CCLA comemora e discute os 65 anos do cinema de arte em Campinas

O Centro de Ciências, Letras e Artes (CCLA) vai celebrar na próxima quarta-feira, 15 de julho, com uma exposição que será aberta às 16 horas, os 65 anos do início das discussões sobre o cinema como expressão cultural e estética em Campinas. Com curadoria de João Antônio Buhrer de Almeida, a exposição “65 anos de cinema de arte em Campinas” vai documentar o período, que teve a contribuição fundamental do engenheiro Marino Ziggiatti, atual presidente do CCLA e que também foi um dos responsáveis pela fundação, há 60 anos, do Departamento de Cinema da instituição.
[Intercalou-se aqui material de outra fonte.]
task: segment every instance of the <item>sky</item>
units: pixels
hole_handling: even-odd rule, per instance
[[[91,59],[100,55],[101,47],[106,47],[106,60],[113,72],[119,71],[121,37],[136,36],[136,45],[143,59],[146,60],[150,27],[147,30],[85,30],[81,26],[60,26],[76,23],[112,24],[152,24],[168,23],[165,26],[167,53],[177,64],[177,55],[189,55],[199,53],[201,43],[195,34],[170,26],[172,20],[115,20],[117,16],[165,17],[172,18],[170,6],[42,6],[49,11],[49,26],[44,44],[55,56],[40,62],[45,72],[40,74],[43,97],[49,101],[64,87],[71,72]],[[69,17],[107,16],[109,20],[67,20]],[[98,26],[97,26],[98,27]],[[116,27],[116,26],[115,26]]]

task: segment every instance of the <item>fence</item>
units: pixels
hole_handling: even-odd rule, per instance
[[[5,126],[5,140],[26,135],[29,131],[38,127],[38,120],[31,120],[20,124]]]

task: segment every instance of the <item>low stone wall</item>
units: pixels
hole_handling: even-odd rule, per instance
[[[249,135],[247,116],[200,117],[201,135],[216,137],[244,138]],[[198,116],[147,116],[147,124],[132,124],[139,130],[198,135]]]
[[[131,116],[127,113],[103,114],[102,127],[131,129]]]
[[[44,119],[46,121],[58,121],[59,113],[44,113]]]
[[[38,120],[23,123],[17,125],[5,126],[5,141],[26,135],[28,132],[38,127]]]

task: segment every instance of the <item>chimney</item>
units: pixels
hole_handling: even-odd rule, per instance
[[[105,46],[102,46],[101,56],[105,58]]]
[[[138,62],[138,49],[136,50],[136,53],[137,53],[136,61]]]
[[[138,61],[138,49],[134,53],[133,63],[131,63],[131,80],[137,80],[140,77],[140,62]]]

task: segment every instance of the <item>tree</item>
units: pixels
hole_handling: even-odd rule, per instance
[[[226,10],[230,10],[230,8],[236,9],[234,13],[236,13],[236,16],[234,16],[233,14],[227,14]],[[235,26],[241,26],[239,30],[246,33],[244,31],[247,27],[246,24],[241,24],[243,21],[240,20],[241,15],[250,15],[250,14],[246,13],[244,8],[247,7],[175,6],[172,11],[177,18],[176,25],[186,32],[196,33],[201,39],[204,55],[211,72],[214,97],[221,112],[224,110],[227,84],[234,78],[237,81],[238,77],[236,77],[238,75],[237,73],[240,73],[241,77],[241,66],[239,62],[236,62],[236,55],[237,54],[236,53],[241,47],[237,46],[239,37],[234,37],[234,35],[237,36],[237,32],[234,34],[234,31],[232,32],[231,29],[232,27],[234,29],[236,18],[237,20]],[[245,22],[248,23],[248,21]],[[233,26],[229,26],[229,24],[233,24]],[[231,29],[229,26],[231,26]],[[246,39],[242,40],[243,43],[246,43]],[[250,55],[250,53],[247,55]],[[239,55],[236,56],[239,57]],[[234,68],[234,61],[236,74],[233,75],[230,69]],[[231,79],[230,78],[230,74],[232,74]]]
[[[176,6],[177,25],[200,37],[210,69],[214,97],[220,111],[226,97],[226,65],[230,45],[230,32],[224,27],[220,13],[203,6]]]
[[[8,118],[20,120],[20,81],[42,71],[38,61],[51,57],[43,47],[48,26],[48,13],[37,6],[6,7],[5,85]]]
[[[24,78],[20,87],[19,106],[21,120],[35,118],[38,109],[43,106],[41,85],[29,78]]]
De uma vez o CCLA vai comemorar, portanto, dois marcos, para a história do cinema, do cineclubismo e da cultura na cidade.

Marino Ziggiatti nasceu em Campinas, em 1926, e fortaleceu sua paixão pelo cinema quando estudava Engenharia no Mackenzie, em São Paulo. Na capital paulista, conheceu e cultivou muitos nomes ligados ao cinema no Brasil, como o crítico Paulo Emilio Salles Gomes. O campineiro frequentava os cursos de cinema oferecidos no MASP, conhecidos por formar gerações de cinéfilos com visão crítica e ansiosos pela produção nacional e internacional.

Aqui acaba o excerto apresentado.